Thanks Mary – you will have to let me know how you get on, tent is a great idea – make sure you have a good quality sleeping bag to handle the Icelandic weather.
e-mail = mahongary@yahoo.co.uk
– Gary
So interesting to read this! I did an almost identical thing last May from Stavanger to Helsinki, also for charity with virtually no cycling experience. So funny to read that you had such a similar learning curve to me, especially with naive food preparations. I remember on my 2nd day being stuck up a mountain absolutely starving with about 100 miles of steep mountains before I would be at a shop. When I eventually did I destroyed about 4 packs of Oreo biscuits and three cans of coke – not really what your body needs but the sugar was a godsend. Stumbled across this as thinking of doing Iceland this year and totally inspired to do route 1 now.
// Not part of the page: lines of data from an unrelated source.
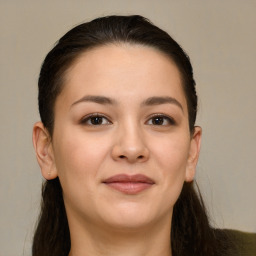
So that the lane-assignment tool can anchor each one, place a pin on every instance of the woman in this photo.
(118, 146)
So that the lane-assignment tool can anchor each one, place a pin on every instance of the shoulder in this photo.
(238, 243)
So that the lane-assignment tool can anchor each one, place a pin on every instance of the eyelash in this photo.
(86, 119)
(95, 115)
(169, 119)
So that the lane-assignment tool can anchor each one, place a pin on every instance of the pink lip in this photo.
(129, 184)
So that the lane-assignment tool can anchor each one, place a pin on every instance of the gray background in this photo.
(220, 38)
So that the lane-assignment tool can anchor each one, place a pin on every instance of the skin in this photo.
(129, 139)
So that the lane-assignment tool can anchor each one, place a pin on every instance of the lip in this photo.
(129, 184)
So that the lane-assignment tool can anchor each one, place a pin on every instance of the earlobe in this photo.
(193, 154)
(44, 152)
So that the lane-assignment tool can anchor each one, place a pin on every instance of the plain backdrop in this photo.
(220, 38)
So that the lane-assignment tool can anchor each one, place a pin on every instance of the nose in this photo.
(130, 146)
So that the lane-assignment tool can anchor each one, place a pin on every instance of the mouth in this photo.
(129, 184)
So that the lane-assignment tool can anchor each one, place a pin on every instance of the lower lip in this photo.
(130, 188)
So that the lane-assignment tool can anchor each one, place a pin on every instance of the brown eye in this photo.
(161, 120)
(95, 120)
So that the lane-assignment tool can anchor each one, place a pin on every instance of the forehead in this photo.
(123, 70)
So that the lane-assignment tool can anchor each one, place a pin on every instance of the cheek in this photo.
(79, 157)
(171, 159)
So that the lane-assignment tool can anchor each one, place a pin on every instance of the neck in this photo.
(153, 240)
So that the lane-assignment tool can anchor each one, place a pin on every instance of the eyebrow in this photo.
(162, 100)
(148, 102)
(96, 99)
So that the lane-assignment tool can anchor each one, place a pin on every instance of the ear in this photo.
(44, 151)
(194, 151)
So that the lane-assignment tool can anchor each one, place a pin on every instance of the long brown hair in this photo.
(191, 233)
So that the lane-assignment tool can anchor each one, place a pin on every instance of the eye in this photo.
(160, 119)
(95, 119)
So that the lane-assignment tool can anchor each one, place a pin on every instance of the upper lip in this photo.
(137, 178)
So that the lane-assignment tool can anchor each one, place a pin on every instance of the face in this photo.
(121, 145)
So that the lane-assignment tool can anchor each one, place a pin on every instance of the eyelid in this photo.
(170, 119)
(86, 118)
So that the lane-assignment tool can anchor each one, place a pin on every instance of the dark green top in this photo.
(240, 243)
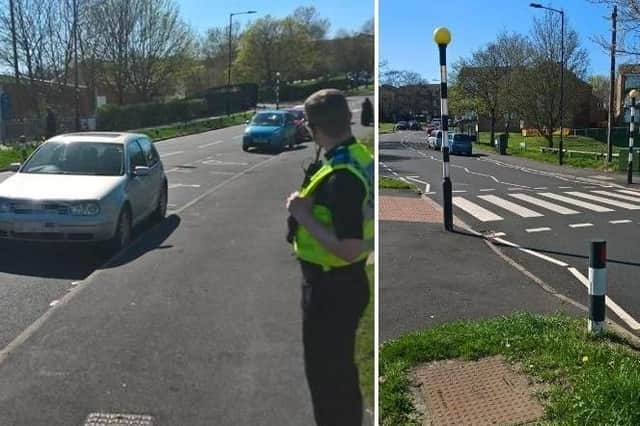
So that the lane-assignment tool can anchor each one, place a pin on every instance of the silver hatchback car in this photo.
(90, 187)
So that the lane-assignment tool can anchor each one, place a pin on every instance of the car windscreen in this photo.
(267, 119)
(77, 158)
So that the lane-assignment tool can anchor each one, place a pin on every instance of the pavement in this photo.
(197, 323)
(541, 215)
(429, 276)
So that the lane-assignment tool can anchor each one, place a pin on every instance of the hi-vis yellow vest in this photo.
(355, 158)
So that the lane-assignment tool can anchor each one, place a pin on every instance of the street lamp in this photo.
(634, 94)
(231, 15)
(561, 12)
(278, 90)
(442, 37)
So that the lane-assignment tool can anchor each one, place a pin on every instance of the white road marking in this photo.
(544, 204)
(538, 229)
(223, 163)
(624, 191)
(621, 313)
(182, 185)
(475, 210)
(604, 200)
(532, 252)
(578, 203)
(512, 207)
(620, 196)
(169, 154)
(210, 144)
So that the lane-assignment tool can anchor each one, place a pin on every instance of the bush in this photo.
(136, 116)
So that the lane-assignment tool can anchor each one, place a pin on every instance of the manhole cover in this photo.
(484, 392)
(107, 419)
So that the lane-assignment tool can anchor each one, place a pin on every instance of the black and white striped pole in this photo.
(278, 90)
(442, 37)
(632, 118)
(597, 286)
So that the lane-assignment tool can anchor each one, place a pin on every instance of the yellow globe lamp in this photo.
(441, 35)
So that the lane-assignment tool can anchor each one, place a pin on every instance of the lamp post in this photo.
(231, 15)
(634, 94)
(442, 37)
(561, 12)
(278, 90)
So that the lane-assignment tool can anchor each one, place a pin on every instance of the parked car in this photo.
(270, 130)
(414, 125)
(401, 125)
(300, 120)
(459, 143)
(84, 187)
(435, 140)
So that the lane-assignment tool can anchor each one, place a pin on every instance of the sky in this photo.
(343, 14)
(406, 29)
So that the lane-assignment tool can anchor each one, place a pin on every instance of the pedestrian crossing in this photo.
(495, 208)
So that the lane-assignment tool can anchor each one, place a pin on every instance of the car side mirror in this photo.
(141, 171)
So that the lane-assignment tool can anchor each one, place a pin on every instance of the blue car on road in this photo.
(270, 130)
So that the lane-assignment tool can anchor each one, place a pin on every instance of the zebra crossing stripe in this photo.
(620, 196)
(583, 204)
(604, 200)
(475, 210)
(556, 208)
(625, 191)
(508, 205)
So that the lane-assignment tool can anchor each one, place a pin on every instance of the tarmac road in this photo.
(197, 323)
(553, 213)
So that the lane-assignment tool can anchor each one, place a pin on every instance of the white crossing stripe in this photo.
(604, 200)
(538, 229)
(475, 210)
(624, 191)
(616, 222)
(544, 204)
(508, 205)
(620, 196)
(574, 202)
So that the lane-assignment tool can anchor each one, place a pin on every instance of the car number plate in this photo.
(29, 227)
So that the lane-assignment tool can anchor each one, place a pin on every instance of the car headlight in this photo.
(5, 205)
(90, 208)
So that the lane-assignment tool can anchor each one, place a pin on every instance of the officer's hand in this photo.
(299, 206)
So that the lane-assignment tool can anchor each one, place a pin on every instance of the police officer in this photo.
(332, 241)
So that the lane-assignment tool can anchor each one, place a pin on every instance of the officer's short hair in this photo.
(328, 111)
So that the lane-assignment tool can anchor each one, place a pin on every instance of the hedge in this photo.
(135, 116)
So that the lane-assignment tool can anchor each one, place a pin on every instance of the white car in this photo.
(84, 187)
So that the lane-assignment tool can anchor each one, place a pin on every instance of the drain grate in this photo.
(108, 419)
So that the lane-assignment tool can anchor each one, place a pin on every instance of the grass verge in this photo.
(196, 126)
(385, 128)
(574, 143)
(365, 345)
(590, 380)
(391, 183)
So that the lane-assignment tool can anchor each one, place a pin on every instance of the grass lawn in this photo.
(385, 128)
(590, 381)
(534, 143)
(365, 345)
(391, 183)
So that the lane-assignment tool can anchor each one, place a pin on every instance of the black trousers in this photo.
(333, 303)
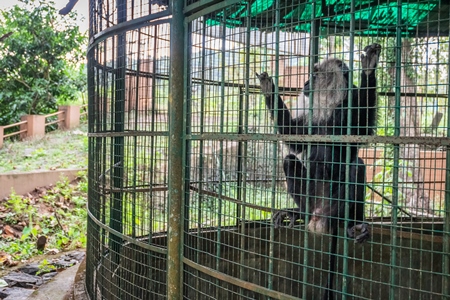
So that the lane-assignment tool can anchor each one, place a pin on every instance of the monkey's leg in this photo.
(357, 228)
(295, 173)
(369, 58)
(267, 86)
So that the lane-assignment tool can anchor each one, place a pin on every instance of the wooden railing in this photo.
(68, 116)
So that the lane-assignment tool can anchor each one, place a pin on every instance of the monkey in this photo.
(68, 8)
(321, 180)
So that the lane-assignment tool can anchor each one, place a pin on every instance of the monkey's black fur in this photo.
(325, 187)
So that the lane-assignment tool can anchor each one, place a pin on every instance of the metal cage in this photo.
(186, 164)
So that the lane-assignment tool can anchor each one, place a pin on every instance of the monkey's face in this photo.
(319, 222)
(328, 84)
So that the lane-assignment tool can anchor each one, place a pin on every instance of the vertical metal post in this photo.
(446, 234)
(176, 189)
(348, 156)
(395, 180)
(118, 146)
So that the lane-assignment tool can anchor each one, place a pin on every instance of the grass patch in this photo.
(57, 213)
(56, 150)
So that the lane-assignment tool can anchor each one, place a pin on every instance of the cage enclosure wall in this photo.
(192, 155)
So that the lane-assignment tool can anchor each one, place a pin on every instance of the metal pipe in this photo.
(176, 189)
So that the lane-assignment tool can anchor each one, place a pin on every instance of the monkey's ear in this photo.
(316, 67)
(344, 68)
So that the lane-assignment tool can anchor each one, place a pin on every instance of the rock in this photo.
(22, 280)
(31, 269)
(40, 243)
(46, 277)
(77, 255)
(15, 293)
(64, 262)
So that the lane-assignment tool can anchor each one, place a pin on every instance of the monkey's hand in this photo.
(369, 58)
(266, 83)
(290, 214)
(364, 231)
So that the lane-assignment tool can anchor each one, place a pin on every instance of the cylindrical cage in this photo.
(269, 149)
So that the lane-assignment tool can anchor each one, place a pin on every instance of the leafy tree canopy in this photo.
(41, 60)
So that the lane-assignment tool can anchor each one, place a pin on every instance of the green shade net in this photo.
(372, 17)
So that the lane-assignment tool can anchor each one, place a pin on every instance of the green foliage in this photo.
(57, 150)
(62, 218)
(39, 61)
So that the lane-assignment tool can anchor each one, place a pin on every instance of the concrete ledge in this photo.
(23, 183)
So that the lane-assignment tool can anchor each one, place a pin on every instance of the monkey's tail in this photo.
(329, 293)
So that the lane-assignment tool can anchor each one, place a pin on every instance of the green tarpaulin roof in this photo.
(372, 17)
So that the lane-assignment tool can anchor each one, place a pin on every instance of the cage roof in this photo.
(372, 17)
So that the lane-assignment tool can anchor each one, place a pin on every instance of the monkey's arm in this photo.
(286, 124)
(366, 101)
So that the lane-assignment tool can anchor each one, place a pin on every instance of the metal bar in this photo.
(124, 26)
(238, 282)
(395, 140)
(273, 183)
(395, 180)
(446, 233)
(175, 156)
(125, 237)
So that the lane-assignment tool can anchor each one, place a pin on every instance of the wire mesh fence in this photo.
(314, 146)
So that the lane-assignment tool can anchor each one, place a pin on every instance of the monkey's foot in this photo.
(363, 229)
(289, 214)
(266, 83)
(369, 58)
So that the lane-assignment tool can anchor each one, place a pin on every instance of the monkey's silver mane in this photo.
(329, 89)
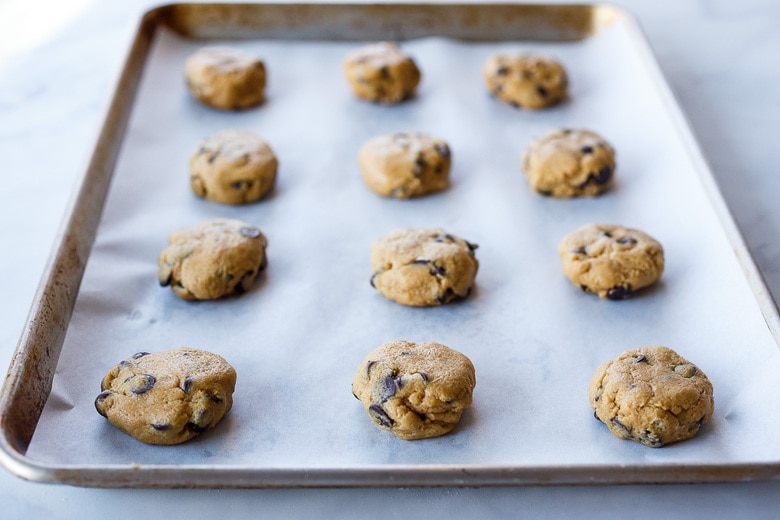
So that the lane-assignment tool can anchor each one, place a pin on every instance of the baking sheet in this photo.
(298, 336)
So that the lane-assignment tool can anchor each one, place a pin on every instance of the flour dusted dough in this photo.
(415, 390)
(168, 397)
(651, 395)
(225, 78)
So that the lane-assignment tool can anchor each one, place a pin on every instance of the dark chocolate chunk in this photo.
(142, 383)
(618, 293)
(99, 399)
(620, 426)
(249, 232)
(388, 386)
(603, 176)
(379, 416)
(443, 150)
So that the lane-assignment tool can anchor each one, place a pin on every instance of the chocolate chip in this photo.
(99, 399)
(438, 271)
(620, 426)
(249, 232)
(142, 383)
(379, 416)
(650, 439)
(443, 150)
(618, 293)
(685, 370)
(388, 387)
(603, 176)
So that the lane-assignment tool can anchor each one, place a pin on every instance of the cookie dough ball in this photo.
(423, 267)
(569, 163)
(415, 390)
(381, 72)
(233, 167)
(213, 259)
(405, 165)
(168, 397)
(611, 261)
(651, 395)
(225, 78)
(529, 81)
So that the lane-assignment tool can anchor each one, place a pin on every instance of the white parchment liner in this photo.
(298, 336)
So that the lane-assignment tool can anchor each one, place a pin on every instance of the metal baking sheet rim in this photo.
(29, 379)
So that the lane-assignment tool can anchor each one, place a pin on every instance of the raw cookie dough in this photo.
(225, 78)
(569, 163)
(651, 395)
(168, 397)
(526, 80)
(381, 72)
(213, 259)
(423, 267)
(611, 261)
(415, 390)
(405, 165)
(233, 167)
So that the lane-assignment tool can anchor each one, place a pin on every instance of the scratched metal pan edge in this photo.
(29, 378)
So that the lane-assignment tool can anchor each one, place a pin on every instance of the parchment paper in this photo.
(297, 338)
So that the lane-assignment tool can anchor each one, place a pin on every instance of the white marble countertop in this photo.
(56, 72)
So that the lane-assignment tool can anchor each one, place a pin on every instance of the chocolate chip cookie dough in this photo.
(415, 390)
(610, 260)
(405, 165)
(381, 72)
(569, 163)
(423, 267)
(233, 167)
(168, 397)
(525, 80)
(651, 395)
(213, 259)
(225, 78)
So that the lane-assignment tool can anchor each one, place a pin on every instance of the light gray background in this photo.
(720, 58)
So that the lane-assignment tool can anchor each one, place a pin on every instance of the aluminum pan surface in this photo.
(534, 339)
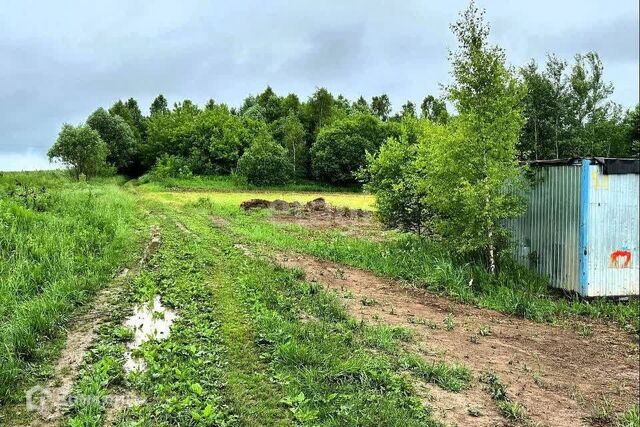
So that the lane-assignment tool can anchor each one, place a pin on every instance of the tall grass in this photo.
(59, 242)
(514, 290)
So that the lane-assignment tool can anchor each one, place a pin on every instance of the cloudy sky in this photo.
(61, 60)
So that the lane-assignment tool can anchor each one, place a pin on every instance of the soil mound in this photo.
(316, 207)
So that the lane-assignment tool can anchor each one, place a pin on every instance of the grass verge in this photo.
(59, 243)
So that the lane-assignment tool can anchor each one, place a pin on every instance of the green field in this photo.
(254, 343)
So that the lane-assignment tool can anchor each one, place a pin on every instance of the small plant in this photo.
(474, 412)
(123, 334)
(585, 330)
(484, 331)
(602, 412)
(513, 411)
(493, 385)
(367, 302)
(630, 418)
(348, 295)
(449, 323)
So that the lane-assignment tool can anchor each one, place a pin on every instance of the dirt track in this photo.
(554, 371)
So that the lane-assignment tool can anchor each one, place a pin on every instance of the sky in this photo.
(61, 60)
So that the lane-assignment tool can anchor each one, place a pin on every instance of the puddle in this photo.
(148, 321)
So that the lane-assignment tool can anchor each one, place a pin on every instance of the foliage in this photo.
(211, 140)
(118, 136)
(568, 112)
(381, 106)
(159, 105)
(289, 132)
(394, 179)
(340, 149)
(265, 163)
(434, 109)
(473, 176)
(171, 167)
(82, 149)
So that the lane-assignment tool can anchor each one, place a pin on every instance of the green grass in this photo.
(59, 243)
(630, 418)
(514, 290)
(233, 183)
(254, 344)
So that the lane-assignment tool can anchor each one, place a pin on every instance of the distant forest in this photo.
(566, 108)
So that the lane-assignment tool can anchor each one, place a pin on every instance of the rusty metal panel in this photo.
(612, 256)
(547, 236)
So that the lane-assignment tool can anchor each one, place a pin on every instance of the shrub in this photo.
(118, 136)
(81, 148)
(171, 167)
(393, 178)
(265, 163)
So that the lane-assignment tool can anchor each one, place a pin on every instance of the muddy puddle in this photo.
(150, 321)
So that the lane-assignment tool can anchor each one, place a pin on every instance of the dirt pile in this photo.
(316, 207)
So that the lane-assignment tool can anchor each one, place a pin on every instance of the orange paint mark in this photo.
(616, 255)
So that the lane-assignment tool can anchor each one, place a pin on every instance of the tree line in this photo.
(567, 113)
(456, 175)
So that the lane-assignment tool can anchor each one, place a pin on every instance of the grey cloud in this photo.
(59, 61)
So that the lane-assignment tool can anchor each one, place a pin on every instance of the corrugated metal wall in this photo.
(612, 258)
(547, 236)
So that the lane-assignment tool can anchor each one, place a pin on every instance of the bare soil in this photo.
(80, 336)
(556, 373)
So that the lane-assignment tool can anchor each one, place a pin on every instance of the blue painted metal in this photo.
(584, 226)
(581, 228)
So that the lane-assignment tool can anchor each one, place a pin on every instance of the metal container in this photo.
(581, 226)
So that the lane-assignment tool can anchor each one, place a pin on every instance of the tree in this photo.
(159, 105)
(381, 106)
(318, 111)
(265, 163)
(271, 105)
(473, 174)
(340, 149)
(118, 136)
(361, 106)
(434, 109)
(82, 149)
(289, 132)
(408, 110)
(394, 178)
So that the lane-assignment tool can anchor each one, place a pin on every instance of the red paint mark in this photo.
(616, 255)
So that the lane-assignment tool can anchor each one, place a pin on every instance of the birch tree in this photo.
(473, 170)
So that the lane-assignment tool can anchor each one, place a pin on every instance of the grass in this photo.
(238, 184)
(254, 344)
(508, 408)
(60, 242)
(514, 290)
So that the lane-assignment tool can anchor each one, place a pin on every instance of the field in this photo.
(281, 317)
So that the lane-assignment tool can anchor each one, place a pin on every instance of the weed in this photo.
(474, 412)
(602, 412)
(629, 418)
(512, 411)
(367, 302)
(449, 323)
(484, 331)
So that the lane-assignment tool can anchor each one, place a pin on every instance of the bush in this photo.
(340, 149)
(82, 149)
(171, 167)
(118, 136)
(393, 178)
(265, 163)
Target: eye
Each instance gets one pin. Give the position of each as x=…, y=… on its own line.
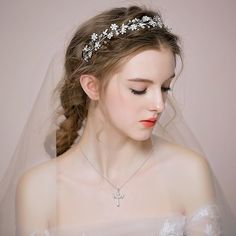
x=165, y=89
x=137, y=92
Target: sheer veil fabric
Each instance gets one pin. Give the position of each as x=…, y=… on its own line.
x=37, y=145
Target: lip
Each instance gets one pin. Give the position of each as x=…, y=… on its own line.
x=149, y=122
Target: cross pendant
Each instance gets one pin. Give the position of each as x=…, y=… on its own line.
x=117, y=196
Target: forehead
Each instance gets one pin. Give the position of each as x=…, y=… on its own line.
x=149, y=64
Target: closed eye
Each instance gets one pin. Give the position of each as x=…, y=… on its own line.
x=138, y=92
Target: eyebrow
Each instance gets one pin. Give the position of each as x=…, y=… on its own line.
x=147, y=80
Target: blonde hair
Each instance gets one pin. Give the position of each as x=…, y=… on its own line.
x=74, y=101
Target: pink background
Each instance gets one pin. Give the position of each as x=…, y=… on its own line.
x=33, y=31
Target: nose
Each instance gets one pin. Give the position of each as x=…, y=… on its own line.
x=157, y=102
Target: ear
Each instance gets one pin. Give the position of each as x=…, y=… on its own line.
x=90, y=85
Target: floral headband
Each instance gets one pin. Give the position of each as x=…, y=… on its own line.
x=114, y=30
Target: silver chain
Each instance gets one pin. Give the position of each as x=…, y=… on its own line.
x=117, y=196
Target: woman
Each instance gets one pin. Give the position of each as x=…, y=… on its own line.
x=117, y=177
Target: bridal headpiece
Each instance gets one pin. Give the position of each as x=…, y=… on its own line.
x=114, y=30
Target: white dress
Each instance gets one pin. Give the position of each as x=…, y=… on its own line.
x=203, y=222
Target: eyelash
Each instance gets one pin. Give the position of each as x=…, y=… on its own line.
x=136, y=92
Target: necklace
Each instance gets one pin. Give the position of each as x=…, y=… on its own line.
x=117, y=195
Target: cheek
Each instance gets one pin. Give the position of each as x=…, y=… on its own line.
x=121, y=106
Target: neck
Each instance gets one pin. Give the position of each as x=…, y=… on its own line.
x=112, y=153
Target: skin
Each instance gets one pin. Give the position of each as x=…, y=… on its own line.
x=157, y=190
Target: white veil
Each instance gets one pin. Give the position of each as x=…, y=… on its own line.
x=37, y=144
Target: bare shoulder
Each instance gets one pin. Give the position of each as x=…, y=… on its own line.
x=191, y=175
x=38, y=177
x=35, y=196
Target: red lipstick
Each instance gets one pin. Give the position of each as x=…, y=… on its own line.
x=149, y=122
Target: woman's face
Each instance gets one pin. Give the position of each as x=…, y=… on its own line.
x=137, y=92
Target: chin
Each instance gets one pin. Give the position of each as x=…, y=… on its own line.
x=141, y=137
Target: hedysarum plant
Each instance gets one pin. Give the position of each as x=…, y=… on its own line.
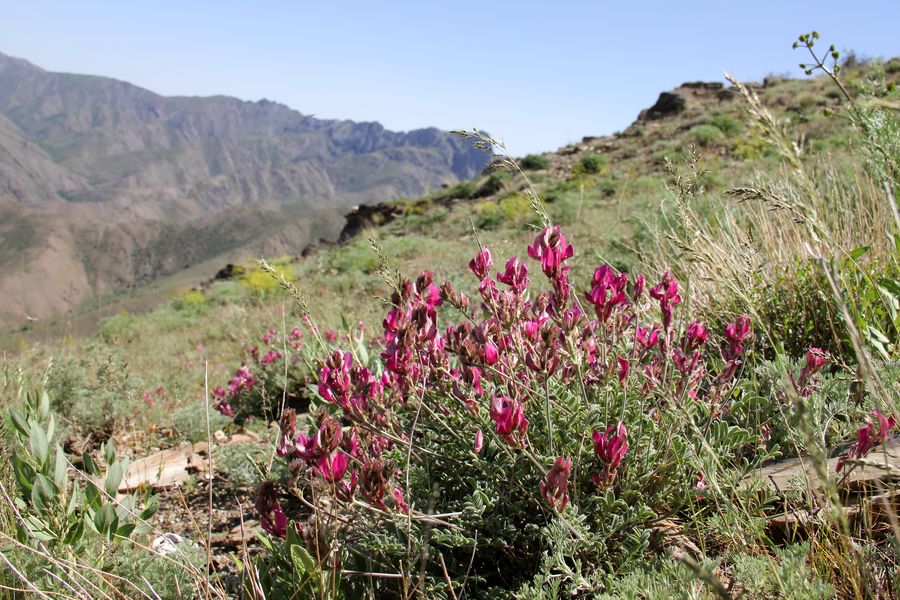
x=483, y=423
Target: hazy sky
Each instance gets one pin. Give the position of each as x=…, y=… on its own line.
x=536, y=74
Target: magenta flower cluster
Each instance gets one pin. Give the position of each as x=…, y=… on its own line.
x=493, y=366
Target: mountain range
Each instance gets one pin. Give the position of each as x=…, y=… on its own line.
x=105, y=185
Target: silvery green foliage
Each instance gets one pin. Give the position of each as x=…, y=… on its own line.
x=59, y=505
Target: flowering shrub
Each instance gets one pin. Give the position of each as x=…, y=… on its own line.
x=485, y=425
x=273, y=369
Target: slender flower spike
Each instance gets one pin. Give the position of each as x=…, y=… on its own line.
x=624, y=367
x=271, y=517
x=867, y=437
x=509, y=418
x=515, y=275
x=737, y=333
x=696, y=336
x=332, y=466
x=551, y=249
x=555, y=487
x=479, y=441
x=667, y=294
x=399, y=502
x=816, y=358
x=639, y=284
x=610, y=447
x=482, y=264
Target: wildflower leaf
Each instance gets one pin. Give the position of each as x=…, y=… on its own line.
x=113, y=479
x=24, y=474
x=40, y=447
x=304, y=566
x=38, y=529
x=105, y=520
x=44, y=406
x=90, y=466
x=19, y=421
x=42, y=494
x=60, y=468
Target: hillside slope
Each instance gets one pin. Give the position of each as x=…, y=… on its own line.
x=104, y=185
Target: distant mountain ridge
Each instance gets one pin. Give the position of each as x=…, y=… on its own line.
x=104, y=184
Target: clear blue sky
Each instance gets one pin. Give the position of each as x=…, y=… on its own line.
x=536, y=74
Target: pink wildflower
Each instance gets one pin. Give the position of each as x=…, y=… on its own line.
x=555, y=487
x=509, y=418
x=610, y=447
x=867, y=437
x=271, y=517
x=332, y=466
x=515, y=275
x=667, y=294
x=551, y=249
x=482, y=264
x=399, y=503
x=607, y=292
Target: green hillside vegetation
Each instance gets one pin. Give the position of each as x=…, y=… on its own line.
x=731, y=299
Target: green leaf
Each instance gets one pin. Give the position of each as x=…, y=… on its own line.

Thanks for sharing man!
Go for it Jamie – its such a stunning place.
That sounds very familiar with the food situation, you tend to enter a frenzied eating state as soon as you hit a shop and then a sugar crash about 30 minutes after!
if you need any other info for Iceland just let me know.
Awesome info gary. I’m heading on 6-7 day solo ride in Iceland in two weeks and needing as much info. I may be sticking more northwestjords just with reading lots of blogs. I’m bring all my camping gear to sustain myself. Two side packs and backpack to carry. I’m female and haven’t read any female blogs doing this . I’m crazy to do but up for challenge. I’ll be renting a bike instead of hauling mine on ailrlines. I’ll take anymore info u can send my way. I didn’t see what time of year you went?